Bilekleri kürdan gibiydi. Beli korsesiz dahi incecik, hafif bir meltem esse çalacak gibiydi kızı.
'Doktoru-'
'Bunun bir çaresi olduğunu düşünmüyorum. Bu.. Hastalık gibi değil. Sanki biri yaşam enerjimi emiyor..'
Genç kızın boynunda ki öpücük izlerine gözü takılan Clark dişlerini sıkmıştı. Eğer iblis imparator kızın dinlenmesine izin verseydi böyle olmazdı.
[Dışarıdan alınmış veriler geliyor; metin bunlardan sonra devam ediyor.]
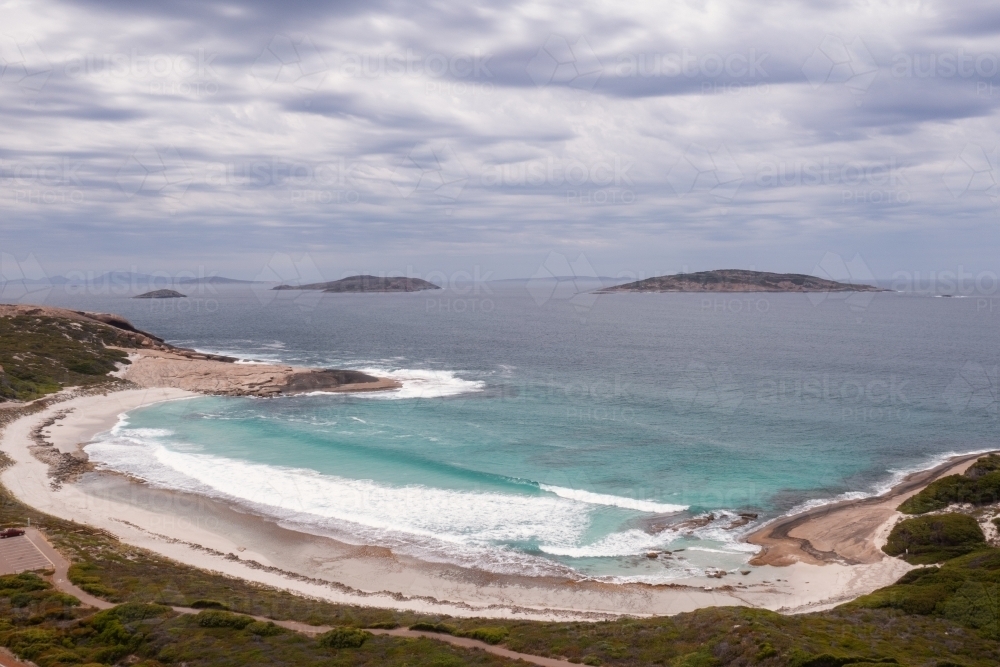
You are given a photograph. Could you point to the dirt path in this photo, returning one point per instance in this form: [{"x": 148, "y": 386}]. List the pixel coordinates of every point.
[
  {"x": 60, "y": 579},
  {"x": 844, "y": 532},
  {"x": 7, "y": 659}
]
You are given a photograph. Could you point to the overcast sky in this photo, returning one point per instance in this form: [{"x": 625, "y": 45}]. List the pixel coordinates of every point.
[{"x": 648, "y": 137}]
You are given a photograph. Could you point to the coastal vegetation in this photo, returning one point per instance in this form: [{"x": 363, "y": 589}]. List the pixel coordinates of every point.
[
  {"x": 40, "y": 355},
  {"x": 944, "y": 616},
  {"x": 935, "y": 538},
  {"x": 979, "y": 485},
  {"x": 933, "y": 617}
]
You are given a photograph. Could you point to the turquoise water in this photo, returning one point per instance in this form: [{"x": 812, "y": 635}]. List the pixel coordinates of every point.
[{"x": 553, "y": 438}]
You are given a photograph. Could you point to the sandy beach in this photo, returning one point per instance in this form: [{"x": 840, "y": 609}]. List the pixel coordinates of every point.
[
  {"x": 850, "y": 532},
  {"x": 209, "y": 534}
]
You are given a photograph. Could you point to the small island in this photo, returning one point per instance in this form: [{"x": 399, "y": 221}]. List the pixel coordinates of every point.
[
  {"x": 367, "y": 284},
  {"x": 739, "y": 280},
  {"x": 161, "y": 294}
]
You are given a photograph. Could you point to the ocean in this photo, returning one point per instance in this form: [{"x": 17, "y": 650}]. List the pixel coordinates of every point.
[{"x": 545, "y": 432}]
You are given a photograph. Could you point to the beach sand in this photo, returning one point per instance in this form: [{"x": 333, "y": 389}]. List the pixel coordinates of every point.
[
  {"x": 851, "y": 532},
  {"x": 208, "y": 534}
]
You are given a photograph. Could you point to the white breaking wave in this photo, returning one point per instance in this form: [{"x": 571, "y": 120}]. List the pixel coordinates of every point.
[
  {"x": 614, "y": 501},
  {"x": 423, "y": 384},
  {"x": 469, "y": 528},
  {"x": 297, "y": 493},
  {"x": 625, "y": 543}
]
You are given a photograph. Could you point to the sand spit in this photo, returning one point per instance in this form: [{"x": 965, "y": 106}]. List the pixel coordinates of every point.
[{"x": 211, "y": 535}]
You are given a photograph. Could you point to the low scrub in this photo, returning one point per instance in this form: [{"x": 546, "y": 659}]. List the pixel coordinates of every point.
[
  {"x": 934, "y": 539},
  {"x": 344, "y": 638},
  {"x": 964, "y": 590},
  {"x": 979, "y": 485}
]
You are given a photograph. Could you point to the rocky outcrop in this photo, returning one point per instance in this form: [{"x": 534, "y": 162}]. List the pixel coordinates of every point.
[
  {"x": 738, "y": 280},
  {"x": 367, "y": 284},
  {"x": 161, "y": 294},
  {"x": 210, "y": 374}
]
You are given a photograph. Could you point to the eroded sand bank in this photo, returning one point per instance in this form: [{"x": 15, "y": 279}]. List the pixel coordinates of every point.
[{"x": 209, "y": 534}]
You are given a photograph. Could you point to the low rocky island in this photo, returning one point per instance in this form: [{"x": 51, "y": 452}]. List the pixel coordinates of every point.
[
  {"x": 739, "y": 280},
  {"x": 367, "y": 284},
  {"x": 161, "y": 294}
]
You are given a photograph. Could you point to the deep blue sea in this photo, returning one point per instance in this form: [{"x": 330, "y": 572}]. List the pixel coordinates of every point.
[{"x": 542, "y": 432}]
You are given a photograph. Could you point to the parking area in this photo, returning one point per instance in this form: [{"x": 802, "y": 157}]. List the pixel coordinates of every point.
[{"x": 18, "y": 554}]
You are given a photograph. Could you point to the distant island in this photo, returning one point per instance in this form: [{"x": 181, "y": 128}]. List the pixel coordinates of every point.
[
  {"x": 738, "y": 280},
  {"x": 367, "y": 284},
  {"x": 161, "y": 294}
]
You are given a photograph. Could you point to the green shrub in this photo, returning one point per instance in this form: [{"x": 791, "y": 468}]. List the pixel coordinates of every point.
[
  {"x": 213, "y": 618},
  {"x": 490, "y": 635},
  {"x": 933, "y": 539},
  {"x": 344, "y": 638},
  {"x": 26, "y": 581},
  {"x": 984, "y": 466},
  {"x": 208, "y": 604},
  {"x": 442, "y": 628},
  {"x": 262, "y": 629},
  {"x": 980, "y": 485}
]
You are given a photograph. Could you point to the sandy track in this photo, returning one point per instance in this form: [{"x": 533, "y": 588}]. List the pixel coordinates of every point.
[{"x": 851, "y": 532}]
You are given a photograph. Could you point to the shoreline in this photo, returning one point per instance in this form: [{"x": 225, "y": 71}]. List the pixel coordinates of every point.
[
  {"x": 847, "y": 531},
  {"x": 211, "y": 535}
]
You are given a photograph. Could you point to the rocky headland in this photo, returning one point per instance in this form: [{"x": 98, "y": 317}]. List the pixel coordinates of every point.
[
  {"x": 739, "y": 280},
  {"x": 161, "y": 294},
  {"x": 367, "y": 284},
  {"x": 45, "y": 349}
]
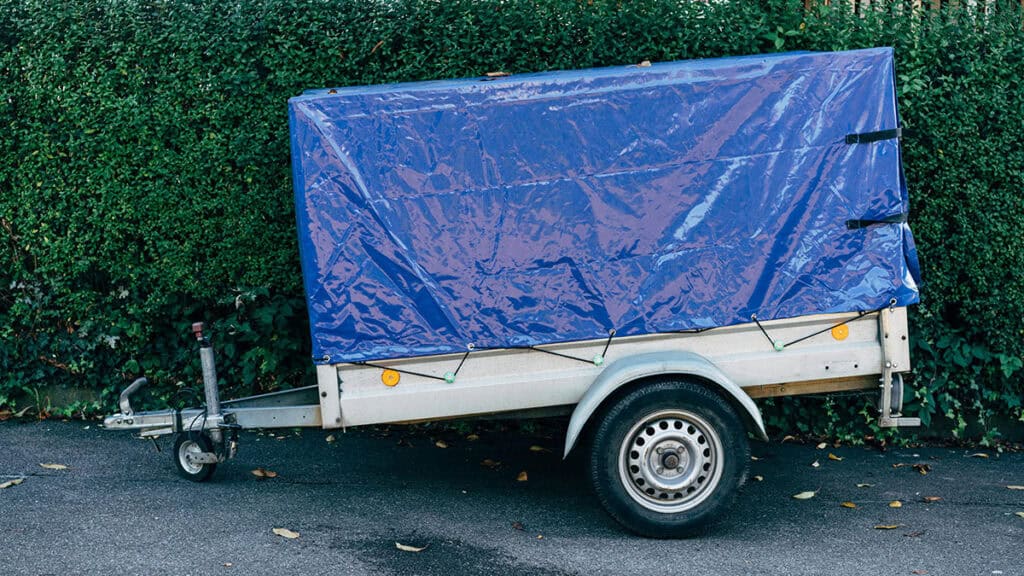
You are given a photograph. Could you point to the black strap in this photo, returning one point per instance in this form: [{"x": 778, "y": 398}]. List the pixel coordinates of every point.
[
  {"x": 866, "y": 137},
  {"x": 893, "y": 219}
]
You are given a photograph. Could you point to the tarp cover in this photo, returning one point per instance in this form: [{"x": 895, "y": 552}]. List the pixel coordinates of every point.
[{"x": 557, "y": 206}]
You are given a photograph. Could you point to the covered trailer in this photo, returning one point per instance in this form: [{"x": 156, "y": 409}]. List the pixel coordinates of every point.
[{"x": 647, "y": 248}]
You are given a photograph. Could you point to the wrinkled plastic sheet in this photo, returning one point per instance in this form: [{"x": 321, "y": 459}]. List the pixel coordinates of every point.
[{"x": 554, "y": 207}]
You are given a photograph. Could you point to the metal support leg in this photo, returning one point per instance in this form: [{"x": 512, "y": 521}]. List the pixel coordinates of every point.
[{"x": 210, "y": 387}]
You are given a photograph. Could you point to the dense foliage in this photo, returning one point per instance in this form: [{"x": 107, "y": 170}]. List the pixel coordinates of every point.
[{"x": 145, "y": 180}]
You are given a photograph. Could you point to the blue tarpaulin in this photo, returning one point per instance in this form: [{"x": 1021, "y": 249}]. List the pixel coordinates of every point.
[{"x": 557, "y": 206}]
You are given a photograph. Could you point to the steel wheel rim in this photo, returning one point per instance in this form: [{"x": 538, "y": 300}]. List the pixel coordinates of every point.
[
  {"x": 679, "y": 438},
  {"x": 189, "y": 447}
]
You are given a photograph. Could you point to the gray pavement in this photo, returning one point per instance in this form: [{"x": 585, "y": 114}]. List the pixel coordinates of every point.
[{"x": 119, "y": 508}]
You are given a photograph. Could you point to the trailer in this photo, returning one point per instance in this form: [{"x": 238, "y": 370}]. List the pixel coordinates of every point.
[{"x": 645, "y": 248}]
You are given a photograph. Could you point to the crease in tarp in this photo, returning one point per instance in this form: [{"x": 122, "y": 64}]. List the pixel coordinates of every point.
[{"x": 552, "y": 207}]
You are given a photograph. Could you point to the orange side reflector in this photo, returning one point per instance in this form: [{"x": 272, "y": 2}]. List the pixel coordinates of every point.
[{"x": 390, "y": 377}]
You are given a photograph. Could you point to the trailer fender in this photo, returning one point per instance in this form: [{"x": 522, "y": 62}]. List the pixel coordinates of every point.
[{"x": 623, "y": 372}]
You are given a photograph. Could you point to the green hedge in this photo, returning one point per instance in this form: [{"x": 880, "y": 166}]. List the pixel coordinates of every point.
[{"x": 146, "y": 181}]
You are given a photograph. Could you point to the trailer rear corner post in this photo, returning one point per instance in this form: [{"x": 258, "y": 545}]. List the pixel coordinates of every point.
[{"x": 891, "y": 401}]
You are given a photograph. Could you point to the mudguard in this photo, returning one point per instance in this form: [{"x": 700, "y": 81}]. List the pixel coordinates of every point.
[{"x": 624, "y": 372}]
'Doğu kapılarını ne yaptınız?'
'Dediginiz gibi güçlendirme yapıldı ama halk diplomatik olarak surun öteki tarafında ki akrabalarına ulaşmak istiyor..'
'5 yıllık savaştan sonra mı?'
'Sonuçta aileler..'
Hana yüzünü buluştururken bir yudum almıştı çaydan. Yiyecekler artık eski tadını vermiyordu sanki..
'Kan sudan koyu ha..'
'Birbirlerini öldürmelerini mi tercih ederdin?'
Başını iki yana sallayan Hana geri yaslanarak derin bir nefes vermişti.
'Hayır.. Ama.. Bir sonra ki savaş zamanında pişman olacaklar.'
'O zaman birbirlerini öldürürler.'
'Hayır.. Bu defa kendilerini öldürürler.'
'Karşı taraf varken neden kendilerini öldürsünler?'
'Çünkü clarkl.. Kimse ihanete uğrayan aptallar olarak yaşamak istemez. Düşmanı öldürmek kırılan gururu değiştirmez.'
'Bu çok kötümser bir bakış açısı. Hem belki savaş çıkmaz?'
Parmağında ki yüzüğe bakan genç kadın başını iki yana sallamıştı. Halen Oswaldın verdiği yüzü takıyordu her gün.
Manasını çaldığını bilmeden öylece takıyordu kadın..
'Insanlar savaşır. Hele ki Oswald gibi bir imparator varsa..'
'Imparator savaş mı istiyor?-'
'Hayır.. Ama bir gün çıkarsa engel olmayacak. Bu yüzden bu gün ben burada oturuyorum. Eğer savaş çıkarsa kara kurtlar olarak halkı koruyacaksınız. Kuşatma değil, korumak sizin göreviniz.'
'Önceliğimiz senin korumak-'
Yüzünü buruşturan Hana gülmüştü.
'Imparatoriçeler değişir Clark.. Kimi zaman bir devrim kimi zaman Azrail sonu olur. Benden önce de halk vardı. Benden sonra da olmalı.'
Clark yüzünde bumbuz bir ifade oluşurken genç kadına doğru uzanıp anlına elini koymak istemişti. Ama yapamazdı..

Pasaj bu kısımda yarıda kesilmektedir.